At the moment, for complex reasons of my own, I’ve chosen not to take this route. Ultimately, I’m not sure what the benefit would be to either of us. As adults, we each make choices, take actions, accept the consequences. Thinking about this last week, I realized that my goal in seeking you out, my true goal, would be simply to explain my feelings, to talk to you. Right now, at this moment, I can see where you’d find tremendous irony in this. Perhaps that’s typical in the reality of any marriage. But if what I want to do is enumerate my feelings, convey to you what’s happened to me since your departure, I can do that here, in the safety of this room. Someday these words may get to you. By conventional means or other.

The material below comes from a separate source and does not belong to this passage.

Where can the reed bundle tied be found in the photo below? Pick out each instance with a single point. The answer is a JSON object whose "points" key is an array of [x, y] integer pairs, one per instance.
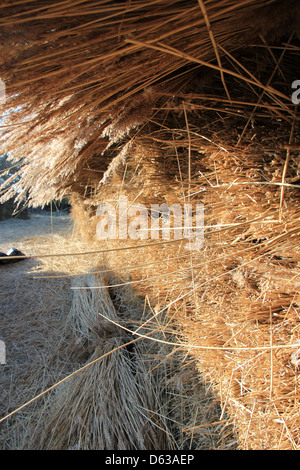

This is a journal of my heart, Margie. Please don’t laugh so bitterly. I’m aware how trite this sounds, how trite it looks to me now, in ink, on the page. But I won’t cross it out. I won’t begin again. Because that would imply an attempt to alter the past, to change history. And we both know what a childish, futile wish that is. We can only chart what is to come (and some would even argue against this).

If you know me, then you know I align myself on the side of free will rather than fate, that we have the definitive say in how our future lives will go.

You should know that I have stopped using amphetamines. Two days after you left, I took all the vials and poured them into the toilet, got on my knees, and pulled the lever. I will admit to you that I experienced a somewhat painful withdrawal for forty-eight hours. But I’ve purified myself with an ongoing regime of weak tea and club soda. (I’ve also been taking extended steam baths at the Y.)

I have also purchased a few paperbacks concerning spousal abuse and its treatment. I recall the incident last spring when I discovered a book of this type in your drawer, but, again, this is the unalterable past. I’ve read over a hundred pages in Dr. H. L. Helms’s Dark Glasses and Rouge.

Possibly these signs of change mean little or nothing to you, Margie. Perhaps you believe there is no hope for me and that everything was entirely my fault. I will concede this.

But, for your part, what you must do, what any notion of justice would insist that you do, is acknowledge, right now, wherever you are, in whatever miserable second-rate motel room or trailer park, that you’ve broken my heart. The triteness of that phrase only makes the pain greater, larger, and more relentless. I am a changed man, Margie. You would see this if you came back. I can control the behavior that terrified you. 1 can eliminate the drug usage. I can participate in an open, rational exchange of ideas.